Toor shared a copy of the FIR on his Twitter account on Monday.
The complaint, registered by a resident of Rawalpindi named Ehtisham Ahmed, states that, "[Toor] spread negative propaganda and used derogatory language against the government institutions, including the Pakistan Army, which was a grave crime according to the law."
Toor has been booked under sections 505 (statements conducing to public mischief), 500 (punishment for defamation) and 499 (defamation) and of the Pakistan Penal Code and sections 37 (unlawful online content), 11 (hate speech) and 20 (offences against dignity of a person) of the Pakistan Electronic Crimes Act 2016.
This is the third case of journalists being booked for “spreading hatred” against the state and its institutions in four days.

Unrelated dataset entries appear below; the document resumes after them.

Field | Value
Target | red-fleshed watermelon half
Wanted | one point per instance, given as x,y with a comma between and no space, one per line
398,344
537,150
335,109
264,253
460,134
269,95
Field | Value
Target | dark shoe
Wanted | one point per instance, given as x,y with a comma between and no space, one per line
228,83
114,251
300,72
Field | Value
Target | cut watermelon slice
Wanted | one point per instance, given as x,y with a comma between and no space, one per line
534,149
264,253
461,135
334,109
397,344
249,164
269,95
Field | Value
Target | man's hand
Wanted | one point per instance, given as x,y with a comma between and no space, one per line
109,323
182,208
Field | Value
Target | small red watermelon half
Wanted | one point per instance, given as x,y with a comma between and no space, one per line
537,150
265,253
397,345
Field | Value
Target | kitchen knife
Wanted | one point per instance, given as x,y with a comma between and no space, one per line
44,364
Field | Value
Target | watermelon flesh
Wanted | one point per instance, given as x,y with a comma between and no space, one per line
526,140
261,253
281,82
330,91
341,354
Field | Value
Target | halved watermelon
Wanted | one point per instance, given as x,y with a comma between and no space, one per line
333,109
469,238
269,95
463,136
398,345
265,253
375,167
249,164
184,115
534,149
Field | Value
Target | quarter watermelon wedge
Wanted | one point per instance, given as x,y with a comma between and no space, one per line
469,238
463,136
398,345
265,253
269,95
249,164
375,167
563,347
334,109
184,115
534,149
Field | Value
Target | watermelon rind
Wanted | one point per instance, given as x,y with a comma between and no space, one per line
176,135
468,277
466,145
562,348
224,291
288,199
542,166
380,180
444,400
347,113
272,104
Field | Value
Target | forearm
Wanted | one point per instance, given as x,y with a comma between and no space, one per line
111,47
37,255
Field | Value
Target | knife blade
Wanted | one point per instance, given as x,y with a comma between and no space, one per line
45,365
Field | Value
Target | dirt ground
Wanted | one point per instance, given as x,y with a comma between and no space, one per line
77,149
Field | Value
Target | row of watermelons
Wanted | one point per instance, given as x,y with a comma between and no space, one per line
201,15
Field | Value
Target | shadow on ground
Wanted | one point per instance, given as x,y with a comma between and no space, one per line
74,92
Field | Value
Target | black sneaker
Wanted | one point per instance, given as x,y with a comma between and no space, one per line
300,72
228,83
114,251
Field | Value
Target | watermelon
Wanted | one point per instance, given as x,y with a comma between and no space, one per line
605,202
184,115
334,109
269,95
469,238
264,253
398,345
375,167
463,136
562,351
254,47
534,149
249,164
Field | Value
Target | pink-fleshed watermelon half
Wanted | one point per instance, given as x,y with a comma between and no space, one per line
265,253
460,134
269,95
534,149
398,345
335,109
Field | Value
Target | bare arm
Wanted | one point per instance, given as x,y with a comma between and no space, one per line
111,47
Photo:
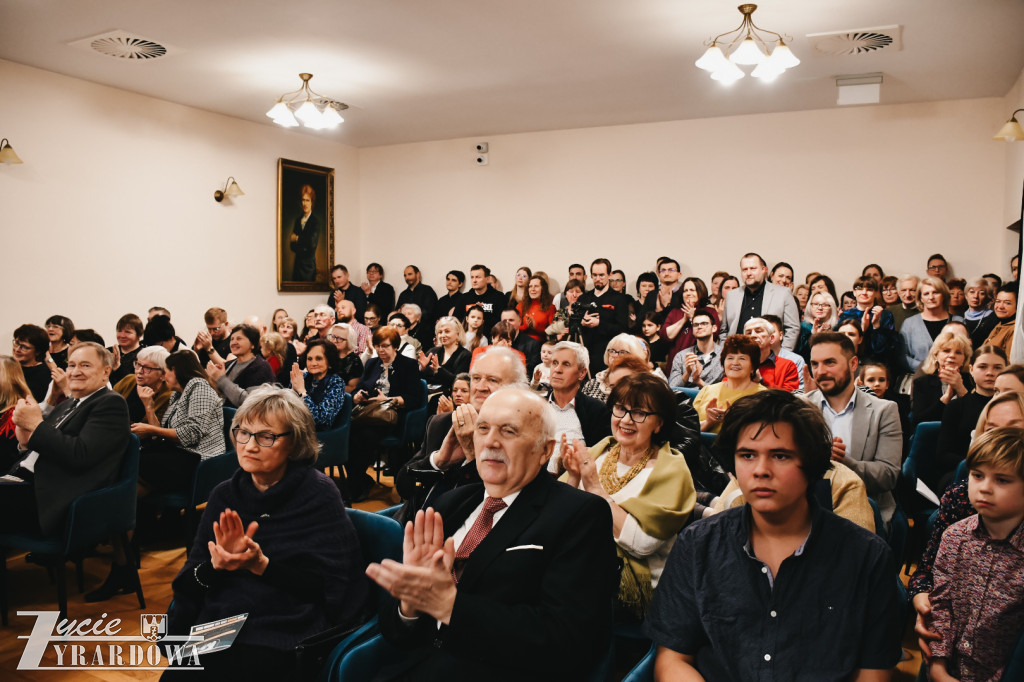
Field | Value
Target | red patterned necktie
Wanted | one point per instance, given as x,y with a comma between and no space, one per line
476,534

On September 11, Bilal Farooqi, a news editor at The Express Tribune, detained for hours after he was picked up by police from outside his home in Karachi.
According to the FIR registered against Farooqi, he was booked under section 505 of the Pakistan Penal Code and section 196 of the Criminal Procedure Code for ‘spreading and inciting hatred’. However, he was later released on “personal bail” of his lawyer, while a judge reprimanded the police over the sections invoked against Farooqi.
On the same day Farooqi was arrested, Absar Alam, a senior journalist and former chairman of the Pakistan Electronic Media Regulatory Authority (Pemra) Absar Alam was booked on charges of sedition.